Why do you need to verify the signature if you already know the address of the user (by accepting the Connect Request)?
By verifying the signature, you are verifying that that person owns the address.
If you didn’t, then anyone could pick any address, make up any message, and log in to someone else’s account.
How can I host the Verify Eth Signature on my server?
It runs on JavaScript, so first off, make sure you have Node installed. On Linux, you can install it with apt install nodejs
.
Then download the source from https://gitlab.com/losnappas/verify-eth-signature.
Then go into the folder and type npm install
to install the dependencies. I think npm is included with nodejs, but if it isn’t, apt install npm
.
Now you’re ready to run it, so run npm start
in the folder, and you’ve now got it running on port 5000.
Next you need to change the api_url
. Since there’s no options page yet, you have to do it manually. Here’s the code (you can remove it after you run it once):
$opt = get_option('ethpress');
$opt['api_url'] = 'https://localhost:5000/ethpress';
update_option('ethpress', $opt);
You might have to change “localhost” to your url, but might not.
‘https://verify-eth-signature.herokuapp.com/ethpress’ is the default, if you want to go back.

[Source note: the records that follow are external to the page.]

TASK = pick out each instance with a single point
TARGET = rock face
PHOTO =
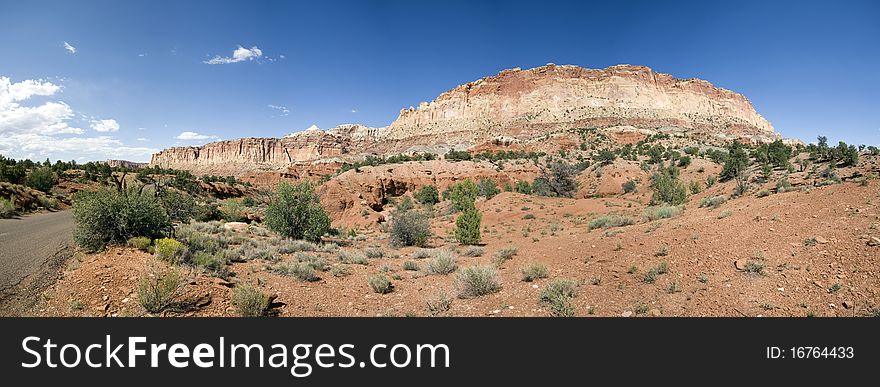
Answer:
(525, 103)
(515, 106)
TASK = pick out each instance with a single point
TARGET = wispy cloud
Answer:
(283, 110)
(44, 130)
(240, 54)
(193, 136)
(71, 49)
(105, 126)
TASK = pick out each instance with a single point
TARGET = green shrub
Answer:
(140, 243)
(504, 254)
(428, 195)
(559, 296)
(662, 212)
(233, 211)
(381, 284)
(667, 188)
(409, 228)
(523, 187)
(169, 249)
(475, 281)
(534, 271)
(352, 257)
(249, 301)
(160, 290)
(608, 221)
(7, 208)
(42, 178)
(295, 212)
(474, 251)
(373, 252)
(410, 265)
(463, 194)
(107, 216)
(443, 263)
(180, 206)
(467, 226)
(713, 201)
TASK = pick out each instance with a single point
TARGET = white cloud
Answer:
(283, 110)
(191, 136)
(69, 48)
(43, 130)
(105, 126)
(240, 54)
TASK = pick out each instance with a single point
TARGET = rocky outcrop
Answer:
(514, 107)
(526, 103)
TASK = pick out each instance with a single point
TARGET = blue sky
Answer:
(138, 80)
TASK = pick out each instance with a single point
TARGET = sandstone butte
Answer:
(515, 106)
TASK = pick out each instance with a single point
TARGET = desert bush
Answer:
(295, 212)
(428, 195)
(352, 257)
(534, 271)
(667, 188)
(180, 206)
(474, 251)
(523, 187)
(233, 211)
(160, 290)
(410, 265)
(169, 249)
(662, 212)
(140, 243)
(373, 252)
(380, 284)
(423, 253)
(608, 221)
(713, 201)
(213, 263)
(443, 263)
(467, 226)
(249, 301)
(559, 296)
(42, 178)
(108, 216)
(7, 208)
(504, 254)
(475, 281)
(463, 194)
(410, 228)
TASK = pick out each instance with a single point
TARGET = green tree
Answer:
(42, 179)
(295, 212)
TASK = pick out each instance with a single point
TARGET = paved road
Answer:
(32, 250)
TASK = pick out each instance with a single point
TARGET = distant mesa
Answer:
(514, 107)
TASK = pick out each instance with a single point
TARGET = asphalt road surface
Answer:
(32, 250)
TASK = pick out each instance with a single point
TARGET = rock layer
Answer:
(516, 106)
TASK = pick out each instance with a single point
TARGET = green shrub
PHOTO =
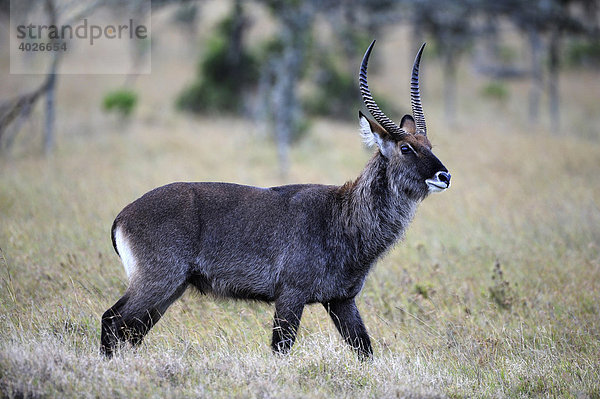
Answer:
(495, 91)
(224, 72)
(122, 101)
(583, 53)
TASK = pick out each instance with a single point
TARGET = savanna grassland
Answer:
(493, 293)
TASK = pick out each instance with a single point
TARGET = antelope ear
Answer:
(408, 124)
(372, 134)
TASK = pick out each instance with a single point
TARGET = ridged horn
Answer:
(370, 103)
(415, 95)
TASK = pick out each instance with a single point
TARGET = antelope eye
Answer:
(405, 149)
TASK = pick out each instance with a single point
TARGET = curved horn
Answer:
(370, 103)
(415, 95)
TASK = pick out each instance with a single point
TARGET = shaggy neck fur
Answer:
(374, 211)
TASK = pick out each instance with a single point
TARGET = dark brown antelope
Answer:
(293, 245)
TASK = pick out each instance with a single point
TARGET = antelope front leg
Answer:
(348, 322)
(288, 311)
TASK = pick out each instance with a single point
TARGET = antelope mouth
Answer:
(439, 182)
(436, 186)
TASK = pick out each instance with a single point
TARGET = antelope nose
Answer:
(444, 177)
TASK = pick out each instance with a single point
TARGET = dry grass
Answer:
(494, 292)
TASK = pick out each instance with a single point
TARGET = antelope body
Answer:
(292, 245)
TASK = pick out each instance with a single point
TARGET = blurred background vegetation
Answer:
(283, 63)
(493, 293)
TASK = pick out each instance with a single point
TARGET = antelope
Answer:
(293, 245)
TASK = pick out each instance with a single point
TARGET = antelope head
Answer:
(405, 147)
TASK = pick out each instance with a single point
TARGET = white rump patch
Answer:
(125, 252)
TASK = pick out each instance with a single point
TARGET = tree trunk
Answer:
(51, 86)
(50, 108)
(295, 23)
(553, 73)
(450, 87)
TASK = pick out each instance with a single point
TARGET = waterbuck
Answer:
(292, 245)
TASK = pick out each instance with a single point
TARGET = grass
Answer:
(493, 293)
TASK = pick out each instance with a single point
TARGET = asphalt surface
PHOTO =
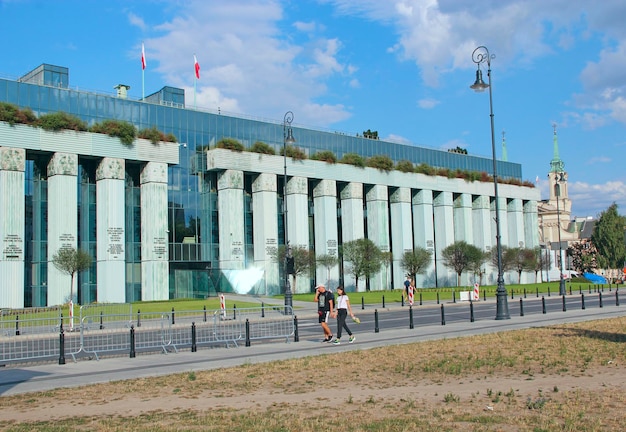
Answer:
(18, 379)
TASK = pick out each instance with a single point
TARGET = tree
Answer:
(461, 256)
(416, 261)
(583, 256)
(519, 260)
(71, 261)
(327, 261)
(364, 258)
(303, 260)
(608, 237)
(542, 261)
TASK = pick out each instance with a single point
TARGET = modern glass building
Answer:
(222, 210)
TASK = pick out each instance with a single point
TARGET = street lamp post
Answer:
(559, 179)
(287, 139)
(481, 55)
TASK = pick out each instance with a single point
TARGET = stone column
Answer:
(376, 200)
(230, 213)
(264, 226)
(154, 239)
(401, 232)
(111, 231)
(484, 237)
(444, 236)
(12, 215)
(352, 225)
(463, 228)
(62, 223)
(326, 236)
(424, 234)
(298, 223)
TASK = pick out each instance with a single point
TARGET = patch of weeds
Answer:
(450, 397)
(536, 404)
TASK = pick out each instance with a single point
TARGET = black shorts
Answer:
(323, 316)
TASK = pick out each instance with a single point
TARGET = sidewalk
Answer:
(24, 379)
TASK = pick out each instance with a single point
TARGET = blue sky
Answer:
(402, 68)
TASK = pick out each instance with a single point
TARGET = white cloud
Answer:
(427, 103)
(591, 199)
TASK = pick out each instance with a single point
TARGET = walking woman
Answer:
(343, 309)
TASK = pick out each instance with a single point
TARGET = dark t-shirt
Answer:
(323, 301)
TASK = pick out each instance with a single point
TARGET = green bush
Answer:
(155, 135)
(125, 131)
(295, 153)
(381, 162)
(230, 144)
(325, 156)
(405, 166)
(261, 147)
(60, 120)
(353, 159)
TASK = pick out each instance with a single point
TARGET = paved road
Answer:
(17, 379)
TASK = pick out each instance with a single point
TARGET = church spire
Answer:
(556, 164)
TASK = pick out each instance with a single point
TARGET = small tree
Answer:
(303, 260)
(364, 258)
(461, 256)
(416, 261)
(519, 260)
(71, 261)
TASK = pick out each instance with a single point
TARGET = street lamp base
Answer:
(502, 305)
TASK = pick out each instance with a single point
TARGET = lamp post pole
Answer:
(287, 139)
(559, 178)
(481, 55)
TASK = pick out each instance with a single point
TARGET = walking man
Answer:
(325, 308)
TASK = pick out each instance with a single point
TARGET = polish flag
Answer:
(196, 66)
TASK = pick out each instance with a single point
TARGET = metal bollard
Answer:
(194, 348)
(376, 329)
(247, 332)
(61, 345)
(132, 342)
(443, 316)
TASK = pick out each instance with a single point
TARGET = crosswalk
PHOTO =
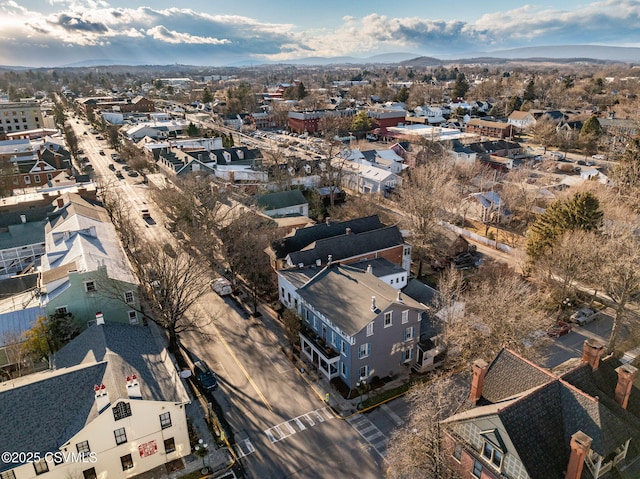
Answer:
(298, 424)
(370, 433)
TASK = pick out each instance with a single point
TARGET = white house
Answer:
(113, 405)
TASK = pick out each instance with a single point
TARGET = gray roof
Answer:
(540, 412)
(42, 411)
(379, 267)
(348, 245)
(305, 236)
(343, 294)
(281, 199)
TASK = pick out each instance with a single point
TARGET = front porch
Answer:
(316, 351)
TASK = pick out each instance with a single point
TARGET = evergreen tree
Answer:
(581, 212)
(460, 87)
(529, 92)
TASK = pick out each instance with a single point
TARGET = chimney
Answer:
(480, 367)
(592, 350)
(626, 375)
(133, 387)
(102, 398)
(580, 445)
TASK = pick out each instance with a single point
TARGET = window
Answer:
(83, 448)
(364, 350)
(121, 410)
(407, 355)
(477, 468)
(370, 329)
(169, 445)
(127, 462)
(121, 436)
(457, 452)
(41, 467)
(409, 333)
(165, 420)
(492, 454)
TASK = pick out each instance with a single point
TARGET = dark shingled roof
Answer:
(305, 236)
(348, 245)
(510, 375)
(42, 411)
(539, 413)
(343, 294)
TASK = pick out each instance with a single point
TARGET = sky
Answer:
(48, 33)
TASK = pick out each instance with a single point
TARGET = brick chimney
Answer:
(592, 352)
(626, 375)
(480, 367)
(580, 445)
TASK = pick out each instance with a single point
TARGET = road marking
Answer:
(275, 433)
(240, 452)
(370, 433)
(235, 359)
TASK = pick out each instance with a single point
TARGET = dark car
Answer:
(558, 329)
(207, 378)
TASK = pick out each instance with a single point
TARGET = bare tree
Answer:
(420, 450)
(172, 282)
(427, 195)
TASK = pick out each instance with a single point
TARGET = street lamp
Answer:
(362, 387)
(201, 450)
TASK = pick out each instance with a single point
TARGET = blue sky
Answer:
(201, 32)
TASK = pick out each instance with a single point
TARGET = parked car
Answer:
(583, 316)
(222, 286)
(205, 377)
(558, 329)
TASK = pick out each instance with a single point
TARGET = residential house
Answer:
(521, 119)
(283, 203)
(113, 405)
(20, 116)
(302, 238)
(487, 207)
(84, 271)
(357, 327)
(529, 423)
(492, 129)
(386, 242)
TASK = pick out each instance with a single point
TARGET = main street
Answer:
(281, 427)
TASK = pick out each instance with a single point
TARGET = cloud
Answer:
(84, 29)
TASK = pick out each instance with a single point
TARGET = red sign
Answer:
(148, 448)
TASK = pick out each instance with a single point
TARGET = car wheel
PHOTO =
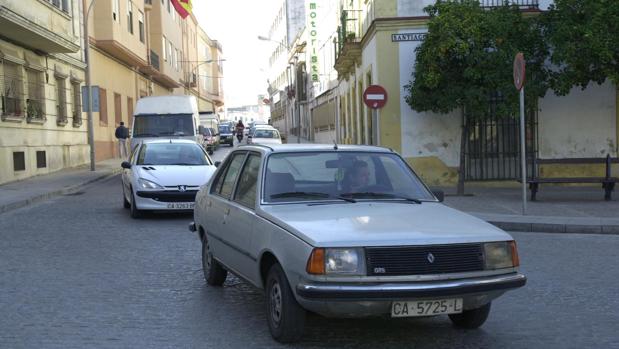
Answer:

Will it be possible to use WP REST API?
What do you mean? So that page doesn’t reload after login? I haven’t done anything to make it work like that, so I don’t think it will. In the future, hopefully.
If in future I want to swap to another plugin, users will not be able to login anymore on their profiles (because signature verification will be different)?
The signature creation/verification is a feature of Ethereum wallets, so it doesn’t matter.
Basically, every time you login, there is a new message created by server, signed by user, & verified by server, and each time proving that you own that address, so we let you log in to that address.
However, you’d most likely need to do some work on your database to make it work with the other plugin, so it’s not like you just jump between them every day.
Right now there’s a table with (address, userID) and when you verify (address) you get signed into (userID), so that’s how that works.